Und bescherte so den Geister-US-Open 2020 einen ersten emotionalen Höhepunkt. Die VIP-Logen im Arthur-Ashe-Stadium sind in diesem Jahr ohne zugelassene Zuschauer auf der Anlage zu persönlichen Rückzugsorten der gesetzten Profis umgebaut worden. Und so kam es, dass Djokovic & Co. am Dienstag auf einmal auf den kleinen Balkonen sassen, um sich das Spektakel nicht entgehen zu lassen.
Williams: «Ich wollte wirklich, dass er gewinnt»
Selbst Serena Williams war begeistert – und nicht genervt, wie man es aufgrund der Ansetzung ihrer Partie nach dem Murray-Match hätte vermuten müssen. «Normalerweise ist es so: Wenn du auf dein Spiel wartest und im Match vor dir auf diesem Platz liegt einer 0:2 hinten nach Sätzen, bist du für denjenigen, der führt, damit das Match schnell zu Ende geht und du auf den Platz kannst», erzählt Williams später nach ihrem 102. Sieg bei den US Open, mit dem sie die bisherige Rekordhalterin Chris Evert überflügelte. «Aber ich habe Andy die ganz Zeit angefeuert. Ich wollte wirklich, dass er gewinnt.»
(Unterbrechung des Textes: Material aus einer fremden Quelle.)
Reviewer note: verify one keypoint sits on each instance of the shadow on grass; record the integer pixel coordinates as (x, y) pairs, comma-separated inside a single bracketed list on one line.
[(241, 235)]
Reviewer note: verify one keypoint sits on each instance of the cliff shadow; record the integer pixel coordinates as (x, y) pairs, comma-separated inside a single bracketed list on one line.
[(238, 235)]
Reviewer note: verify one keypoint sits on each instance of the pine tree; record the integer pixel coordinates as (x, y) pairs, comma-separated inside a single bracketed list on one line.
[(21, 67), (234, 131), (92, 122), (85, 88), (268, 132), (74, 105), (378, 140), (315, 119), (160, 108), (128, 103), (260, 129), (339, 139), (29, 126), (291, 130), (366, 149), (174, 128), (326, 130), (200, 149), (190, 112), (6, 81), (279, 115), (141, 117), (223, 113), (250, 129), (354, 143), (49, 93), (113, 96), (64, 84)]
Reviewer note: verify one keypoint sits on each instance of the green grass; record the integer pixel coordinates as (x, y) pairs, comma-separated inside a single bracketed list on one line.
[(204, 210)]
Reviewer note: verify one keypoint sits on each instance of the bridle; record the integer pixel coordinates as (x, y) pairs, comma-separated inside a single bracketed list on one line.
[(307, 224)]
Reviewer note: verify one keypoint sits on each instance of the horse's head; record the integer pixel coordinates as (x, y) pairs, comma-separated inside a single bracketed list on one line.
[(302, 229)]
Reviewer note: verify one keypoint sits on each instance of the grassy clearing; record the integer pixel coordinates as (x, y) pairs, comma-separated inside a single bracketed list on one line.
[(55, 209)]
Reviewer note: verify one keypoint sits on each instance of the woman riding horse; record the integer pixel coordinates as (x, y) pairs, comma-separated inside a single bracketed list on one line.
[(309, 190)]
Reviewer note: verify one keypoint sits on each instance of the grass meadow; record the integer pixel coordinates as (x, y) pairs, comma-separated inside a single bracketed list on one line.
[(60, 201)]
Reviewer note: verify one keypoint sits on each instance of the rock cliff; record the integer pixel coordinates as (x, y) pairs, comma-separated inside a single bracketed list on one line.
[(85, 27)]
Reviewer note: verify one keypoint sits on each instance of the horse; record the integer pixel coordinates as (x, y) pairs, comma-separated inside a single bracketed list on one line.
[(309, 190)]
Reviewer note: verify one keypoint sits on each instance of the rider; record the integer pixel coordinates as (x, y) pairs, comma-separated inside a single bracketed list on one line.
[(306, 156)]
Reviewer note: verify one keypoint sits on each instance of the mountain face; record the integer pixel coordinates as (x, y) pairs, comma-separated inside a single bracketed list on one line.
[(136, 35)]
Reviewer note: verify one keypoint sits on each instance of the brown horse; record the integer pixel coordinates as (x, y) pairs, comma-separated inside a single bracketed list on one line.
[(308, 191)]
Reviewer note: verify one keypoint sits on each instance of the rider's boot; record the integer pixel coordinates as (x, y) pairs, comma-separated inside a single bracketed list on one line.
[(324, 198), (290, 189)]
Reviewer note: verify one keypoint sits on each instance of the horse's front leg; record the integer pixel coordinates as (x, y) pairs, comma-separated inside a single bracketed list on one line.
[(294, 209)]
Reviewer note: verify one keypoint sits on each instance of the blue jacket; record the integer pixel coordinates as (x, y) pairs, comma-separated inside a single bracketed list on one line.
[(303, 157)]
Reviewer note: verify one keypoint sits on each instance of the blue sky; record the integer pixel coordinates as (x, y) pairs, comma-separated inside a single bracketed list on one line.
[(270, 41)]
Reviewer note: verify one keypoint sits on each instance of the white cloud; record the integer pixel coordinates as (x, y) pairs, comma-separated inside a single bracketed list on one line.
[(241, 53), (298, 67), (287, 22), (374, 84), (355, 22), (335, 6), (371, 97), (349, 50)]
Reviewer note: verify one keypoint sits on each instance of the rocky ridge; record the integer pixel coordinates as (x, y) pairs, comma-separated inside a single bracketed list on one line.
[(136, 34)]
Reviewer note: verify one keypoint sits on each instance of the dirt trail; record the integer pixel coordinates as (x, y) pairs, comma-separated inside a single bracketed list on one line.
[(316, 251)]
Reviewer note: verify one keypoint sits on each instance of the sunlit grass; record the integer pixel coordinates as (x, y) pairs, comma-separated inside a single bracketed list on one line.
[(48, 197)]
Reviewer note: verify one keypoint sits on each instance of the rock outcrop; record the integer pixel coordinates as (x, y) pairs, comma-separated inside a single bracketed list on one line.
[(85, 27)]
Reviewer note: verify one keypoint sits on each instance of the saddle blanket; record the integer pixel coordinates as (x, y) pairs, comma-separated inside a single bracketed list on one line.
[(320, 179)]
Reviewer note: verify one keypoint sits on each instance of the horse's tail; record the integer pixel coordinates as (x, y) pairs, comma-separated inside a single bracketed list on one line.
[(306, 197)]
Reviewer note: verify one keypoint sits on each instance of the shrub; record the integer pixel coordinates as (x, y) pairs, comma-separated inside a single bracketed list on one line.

Eisbad? «Das ist für mich ein Notfall»
Das tat er dann auch tatsächlich und hatte anschliessend nur ein Problem: Wegen der strengen Hygieneregelungen sind die sonst bei Profis oft beliebten Eistonnen in diesem Jahr tabu. Doch Murray wusste sich zu helfen. «Es gibt ein Eisbad hier auf der Anlage, das man im Falle eines Notfalls benutzen darf. Für mich ist das ein Notfall, weil mein ganzer Körper schmerzt», sagt er (im Video am Anfang des Artikels). Und natürlich erlaubten die Turnierchefs dem Champion von 2012 den Gang in das kalte Wasser. «Ich werde heute Nacht gut schlafen», meint Murray zur Verabschiedung – und mit Vorfreude auf die nächste Herausforderung gegen das 20 Jahre alte kanadische Toptalent Felix Auger-Aliassime am Donnerstag.